The group killed two of their traffickers before 16 of them attempted to escape, though all were later recaptured, a May 1 National Park Service press release states.
A history of the event written by Shawnee State University Professor Andrew Feight notes five members of the group were later executed near the Greenup County courthouse.
It was a time in American history during which thousands of Black people were being sold “down-river” to the new cotton plantations of Mississippi, Louisiana and Texas, Feight writes.
Feight helped secure the NPS listing by directing research and outreach with Greenup in Greenup County, he told the Herald-Leader in an email Monday. The work is part of the broader Appalachian Freedom Initiative, which spans nine counties across Ohio, Kentucky and West Virginia and seeks to locate and document Underground Railroad sites in the region.
The initiative is currently working to create a regional tour of sites similar to Greenup County’s, a press release from the group states.

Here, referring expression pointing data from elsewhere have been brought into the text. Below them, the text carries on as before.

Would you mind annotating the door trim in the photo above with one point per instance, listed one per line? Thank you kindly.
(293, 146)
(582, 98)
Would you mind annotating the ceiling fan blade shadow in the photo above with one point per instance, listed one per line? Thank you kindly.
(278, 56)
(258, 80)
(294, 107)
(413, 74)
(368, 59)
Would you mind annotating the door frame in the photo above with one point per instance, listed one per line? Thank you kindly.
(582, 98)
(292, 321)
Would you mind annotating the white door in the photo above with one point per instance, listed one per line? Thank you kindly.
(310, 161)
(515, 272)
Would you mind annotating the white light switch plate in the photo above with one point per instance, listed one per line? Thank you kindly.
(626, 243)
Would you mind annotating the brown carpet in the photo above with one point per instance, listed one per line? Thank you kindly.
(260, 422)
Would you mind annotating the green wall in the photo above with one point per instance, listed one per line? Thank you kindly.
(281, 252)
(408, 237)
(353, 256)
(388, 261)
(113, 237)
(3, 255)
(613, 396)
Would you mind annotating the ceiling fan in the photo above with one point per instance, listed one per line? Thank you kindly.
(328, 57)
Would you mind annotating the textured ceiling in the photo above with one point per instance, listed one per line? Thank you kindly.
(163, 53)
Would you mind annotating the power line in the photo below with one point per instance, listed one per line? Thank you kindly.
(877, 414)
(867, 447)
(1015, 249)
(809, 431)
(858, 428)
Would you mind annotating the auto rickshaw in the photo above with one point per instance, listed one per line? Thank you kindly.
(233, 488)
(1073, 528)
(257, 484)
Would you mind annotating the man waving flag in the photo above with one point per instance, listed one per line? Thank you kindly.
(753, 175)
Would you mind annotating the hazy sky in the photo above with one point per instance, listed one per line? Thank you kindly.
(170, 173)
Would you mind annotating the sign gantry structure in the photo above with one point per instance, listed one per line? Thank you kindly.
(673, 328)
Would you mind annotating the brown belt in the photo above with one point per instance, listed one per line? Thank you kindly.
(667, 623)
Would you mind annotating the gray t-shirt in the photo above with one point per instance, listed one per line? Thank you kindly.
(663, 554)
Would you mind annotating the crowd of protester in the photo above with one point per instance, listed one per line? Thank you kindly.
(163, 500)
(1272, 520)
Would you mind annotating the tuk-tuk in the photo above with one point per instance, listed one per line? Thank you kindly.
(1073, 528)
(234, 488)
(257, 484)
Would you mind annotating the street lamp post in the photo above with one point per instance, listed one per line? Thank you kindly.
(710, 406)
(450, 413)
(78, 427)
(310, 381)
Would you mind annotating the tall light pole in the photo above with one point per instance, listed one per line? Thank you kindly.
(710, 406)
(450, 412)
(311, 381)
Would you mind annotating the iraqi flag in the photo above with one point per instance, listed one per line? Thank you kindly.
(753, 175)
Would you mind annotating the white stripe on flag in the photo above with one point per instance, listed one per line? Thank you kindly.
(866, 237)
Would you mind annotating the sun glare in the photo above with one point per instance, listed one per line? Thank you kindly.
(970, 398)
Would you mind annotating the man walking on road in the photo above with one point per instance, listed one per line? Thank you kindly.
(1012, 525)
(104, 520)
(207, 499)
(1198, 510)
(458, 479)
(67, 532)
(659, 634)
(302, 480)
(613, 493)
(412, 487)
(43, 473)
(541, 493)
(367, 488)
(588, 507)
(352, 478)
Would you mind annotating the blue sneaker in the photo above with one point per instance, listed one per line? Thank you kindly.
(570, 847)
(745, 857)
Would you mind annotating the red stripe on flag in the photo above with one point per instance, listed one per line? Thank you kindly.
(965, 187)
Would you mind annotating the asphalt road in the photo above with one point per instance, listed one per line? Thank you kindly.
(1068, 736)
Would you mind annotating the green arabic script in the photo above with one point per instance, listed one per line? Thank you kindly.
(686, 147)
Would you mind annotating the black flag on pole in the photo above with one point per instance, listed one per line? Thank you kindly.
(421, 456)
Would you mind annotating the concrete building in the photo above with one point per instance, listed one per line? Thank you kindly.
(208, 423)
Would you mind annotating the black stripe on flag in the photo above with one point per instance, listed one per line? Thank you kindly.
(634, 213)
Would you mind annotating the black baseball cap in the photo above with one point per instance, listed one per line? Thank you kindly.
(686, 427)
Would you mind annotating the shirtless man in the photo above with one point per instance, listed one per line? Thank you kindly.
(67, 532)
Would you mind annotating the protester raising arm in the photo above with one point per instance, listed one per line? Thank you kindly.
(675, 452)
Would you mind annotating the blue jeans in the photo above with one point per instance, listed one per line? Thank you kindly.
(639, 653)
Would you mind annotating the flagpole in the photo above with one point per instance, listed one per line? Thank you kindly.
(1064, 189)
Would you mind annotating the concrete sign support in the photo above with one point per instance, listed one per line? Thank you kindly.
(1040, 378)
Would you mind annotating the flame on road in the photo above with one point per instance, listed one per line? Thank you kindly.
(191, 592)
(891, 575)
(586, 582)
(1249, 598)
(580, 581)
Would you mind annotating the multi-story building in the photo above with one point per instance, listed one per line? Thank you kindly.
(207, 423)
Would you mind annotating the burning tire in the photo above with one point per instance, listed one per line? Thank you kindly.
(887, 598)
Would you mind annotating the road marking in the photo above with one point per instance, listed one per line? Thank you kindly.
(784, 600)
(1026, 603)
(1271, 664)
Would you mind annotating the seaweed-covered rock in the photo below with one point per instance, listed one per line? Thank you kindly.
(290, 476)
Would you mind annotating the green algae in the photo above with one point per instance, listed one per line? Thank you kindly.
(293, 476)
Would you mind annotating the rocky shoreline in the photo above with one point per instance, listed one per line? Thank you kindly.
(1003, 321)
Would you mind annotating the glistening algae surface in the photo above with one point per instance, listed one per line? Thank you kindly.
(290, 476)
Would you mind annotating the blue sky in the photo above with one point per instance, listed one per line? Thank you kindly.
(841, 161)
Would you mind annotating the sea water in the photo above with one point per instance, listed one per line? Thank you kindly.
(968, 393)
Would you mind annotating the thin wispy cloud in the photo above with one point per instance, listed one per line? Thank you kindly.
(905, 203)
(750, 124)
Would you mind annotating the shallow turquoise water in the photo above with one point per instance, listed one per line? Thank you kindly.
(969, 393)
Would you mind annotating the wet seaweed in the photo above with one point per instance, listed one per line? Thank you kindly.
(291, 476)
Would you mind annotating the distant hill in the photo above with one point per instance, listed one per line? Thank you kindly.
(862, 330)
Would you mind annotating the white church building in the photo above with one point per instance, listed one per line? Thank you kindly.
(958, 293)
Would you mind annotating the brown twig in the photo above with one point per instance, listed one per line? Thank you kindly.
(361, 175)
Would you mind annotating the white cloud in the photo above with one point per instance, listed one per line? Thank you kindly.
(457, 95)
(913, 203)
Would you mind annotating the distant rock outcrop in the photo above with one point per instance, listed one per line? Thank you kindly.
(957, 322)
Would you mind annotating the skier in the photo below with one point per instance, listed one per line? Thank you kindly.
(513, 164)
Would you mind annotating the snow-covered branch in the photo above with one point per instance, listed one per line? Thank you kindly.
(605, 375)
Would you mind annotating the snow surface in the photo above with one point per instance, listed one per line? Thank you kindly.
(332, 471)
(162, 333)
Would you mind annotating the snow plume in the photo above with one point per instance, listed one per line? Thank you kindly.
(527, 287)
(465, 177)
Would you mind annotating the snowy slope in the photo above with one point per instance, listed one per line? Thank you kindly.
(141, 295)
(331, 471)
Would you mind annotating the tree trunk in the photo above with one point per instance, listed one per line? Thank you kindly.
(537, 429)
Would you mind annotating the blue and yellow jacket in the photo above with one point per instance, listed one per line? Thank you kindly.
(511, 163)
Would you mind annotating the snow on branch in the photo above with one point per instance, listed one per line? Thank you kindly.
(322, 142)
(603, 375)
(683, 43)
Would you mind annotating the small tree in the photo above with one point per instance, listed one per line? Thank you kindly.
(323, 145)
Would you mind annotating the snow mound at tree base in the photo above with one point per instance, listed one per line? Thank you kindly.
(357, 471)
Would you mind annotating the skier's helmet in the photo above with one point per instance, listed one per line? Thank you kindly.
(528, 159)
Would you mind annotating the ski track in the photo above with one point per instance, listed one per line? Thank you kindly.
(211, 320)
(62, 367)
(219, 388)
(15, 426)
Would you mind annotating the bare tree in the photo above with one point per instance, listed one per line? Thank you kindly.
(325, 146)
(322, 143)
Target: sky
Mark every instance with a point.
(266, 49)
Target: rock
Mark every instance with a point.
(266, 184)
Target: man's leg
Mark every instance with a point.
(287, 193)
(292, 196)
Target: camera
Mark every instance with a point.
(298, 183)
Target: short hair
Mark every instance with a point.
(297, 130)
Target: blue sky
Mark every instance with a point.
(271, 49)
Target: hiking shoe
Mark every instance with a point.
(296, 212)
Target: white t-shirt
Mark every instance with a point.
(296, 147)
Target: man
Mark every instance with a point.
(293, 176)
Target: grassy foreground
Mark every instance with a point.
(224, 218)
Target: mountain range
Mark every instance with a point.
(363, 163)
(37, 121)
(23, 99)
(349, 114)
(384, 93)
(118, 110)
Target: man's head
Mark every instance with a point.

“Our research is recovering important lost chapters of local history that will transform our understanding of the past and help draw interest and visitors to the region,” Feight said in the release.
Marlitta Perkins, an outreach specialist for the project, wrote the Network of Freedom application.
“It is an honor and a privilege that I have been given this opportunity to uncover this mostly forgotten part of Kentucky history. It illuminates both the struggle for freedom endured by enslaved individuals and the remarkable courage and resilience they demonstrated,” Perkins said in the Appalachian Freedom Initiative release.
A site’s inclusion in the NPS Network to Freedom means it’s able to benefit from grants through the program, as well as receive help with historic preservation, including caring for artifacts and developing interpretive tours and exhibits.
What happened in Greenup County Aug. 14, 1829?
As Feight writes, one account comes from Julius A. Bingham, “the sole proprietor, editor and printer” of the Western Times newspaper of Portsmouth, Ohio, which reported the first news of the uprising.
The article, titled “Affray and Murder,” quickly spread. It was later picked up by David Walker, whom Feight describes as one of the most radical abolitionists of the age. Walker later included the story in his famous pamphlet “Walker’s Appeal.”
The account reported by the Portsmouth Western Times tells of a slaver named James Gordon, who bought about 60 enslaved Black people in Maryland with plans to take them to Mississippi.
The men were hand-cuffed and chained together, but escaped their chains with the help of a file. At about 8 a.m., while the party was leaving Greenup County, two men dropped their shackles and a fight broke out. A man named Petit, in charge of driving the wagon, rushed in with a whip before he was hit in the back of the head with a club by another man and killed.
Gordon was then seized and shot twice with a pistol, with both shots grazing his head. He was then beaten and left for dead, but ultimately survived, later escaping to a plantation on a horse.
The group took $2,400 from Gordon’s trunk and 16 of their members and took to the woods to escape. They were ultimately recaptured, however.
Seven men and one woman were put on trial in Greenup County. While they were initially termed the “Greenup Eight,” it was ultimately five men who were executed by hanging, Feight writes. Each met their fate with “firmness and resignation,” and one man shouted several times “Death! Death, any time, in preference to slavery!”